Thankfully, the conversation moved quickly on from that moment of awkwardness, as Lydia predictably squealed. I then carefully managed to tie together two new threads of conversation—baby chat and matchmaking chat, as I discussed the “wealthy, handsome, preferably Jewish” young men Lydia or I could possibly set Mayim up with. I felt so terrible for her and I wished we could set her up with a suitable young man. She desperately wanted a family of her own, but potential suitors in our social circles dried up when her family’s wealth did.

Lydia knew for months that Mayim was living in one of my guest rooms. Maybe now that she knew the truth about Levi’s circumstances, she’d deduce that Mayim wasn’t really staying with me to keep me company while Jürgen went to the university to work on his thesis each day. There were only two bedrooms in her family’s new apartment. Jürgen and I insisted Mayim live in one of our spare rooms when we learned she was sharing a bedroom with her brother, Moshe. We tried to invite the rest of her family too, but they refused.

After we ate, Mayim excused herself to use the restroom, and Lydia leaned forward and whispered with audible shock, “Is it true? They have nothing? How can this be?”

“Levi felt so guilty that his staff was losing their jobs that he was determined to pay out as much of their entitlements as he could. He sold everything they owned, right down to the silverware. He’s working as a clerk for the City of Berlin and they’re living in a Mietskaserne in Mitte.” A tenement building, and in this case, one of the worst in Berlin. “Their situation is very bad, Lydia. Please try to be sensitive.”

“I will. My God, I can’t even imagine what that would be like, and especially for them. How on earth are they coping?”

“Better than you or I would, I suspect,” I admitted.

“I just mean it must be especially hard for them.” She was laboring a point and I didn’t understand why.

“I don’t know what you mean?”

“Sofie, my God. You know how the Jews are. They just love their money.”

The waitress came to clear our plates, so we fell silent, and by the time she finished, Mayim returned.
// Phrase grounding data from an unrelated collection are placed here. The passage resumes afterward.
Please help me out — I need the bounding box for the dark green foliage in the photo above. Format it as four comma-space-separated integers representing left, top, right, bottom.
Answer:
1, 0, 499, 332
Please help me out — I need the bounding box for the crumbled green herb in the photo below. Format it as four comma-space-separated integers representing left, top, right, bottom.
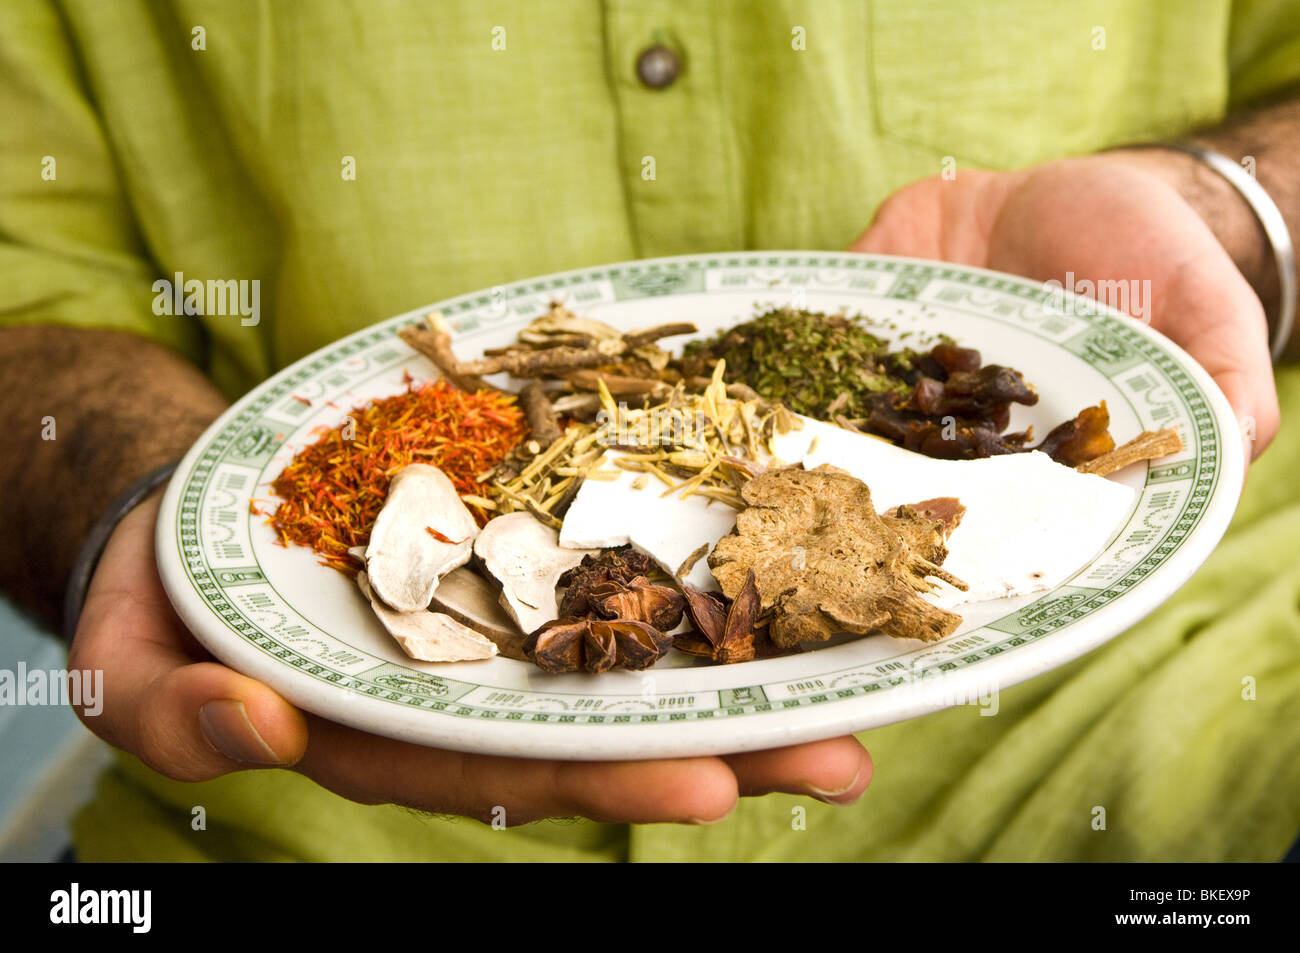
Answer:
680, 307, 911, 419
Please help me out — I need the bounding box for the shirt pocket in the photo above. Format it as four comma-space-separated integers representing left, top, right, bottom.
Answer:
866, 0, 1230, 170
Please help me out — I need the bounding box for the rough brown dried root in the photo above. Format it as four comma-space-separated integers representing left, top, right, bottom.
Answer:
709, 465, 965, 647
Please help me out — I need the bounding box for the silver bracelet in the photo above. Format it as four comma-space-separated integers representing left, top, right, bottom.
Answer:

She and Lydia easily slipped back into the conversation about my pregnancy, but I sat in uneasy silence.

Later, we parted at the roadside in front of the café. Lydia kissed my cheek, then Mayim’s, and waved to us as she slipped into the back seat of her car. Mayim and I climbed into mine, and my driver pulled out into the traffic.

“You’re awfully quiet,” she murmured. “Are you feeling unwell?”

“I’m fine,” I told her, forcing a smile. “Just tired.”

Why was I so unsettled by Lydia’s comment? It was a throwaway line, a silly, reductive stereotype that people joked about all the time. I tried to reassure myself that Lydia didn’t mean a thing by it. She wasn’t anti-Semitic. How could she be? She was one of Mayim’s best friends.

Besides, Mayim didn’t even hear what Lydia said, so no harm was done. Not really.

5

Lizzie

Huntsville, Alabama

1950

“I’m already late, Henry,” I said, shifting from one foot to the other as I peered under the hood of my car. “Cal’s going to think I’m not coming. Can you just—”

“Lizzie, I’m working as fast as I can. Would you just—” My brother pressed the heel of his palm into his forehead and took a long, slow breath. “You harping at me isn’t going to make me work any faster.”

“Sorry,” I said weakly. “We fought, that’s all. I really don’t want to go to this thing.”

Henry pursed his lips as he tightened a bolt on my engine with a spanner.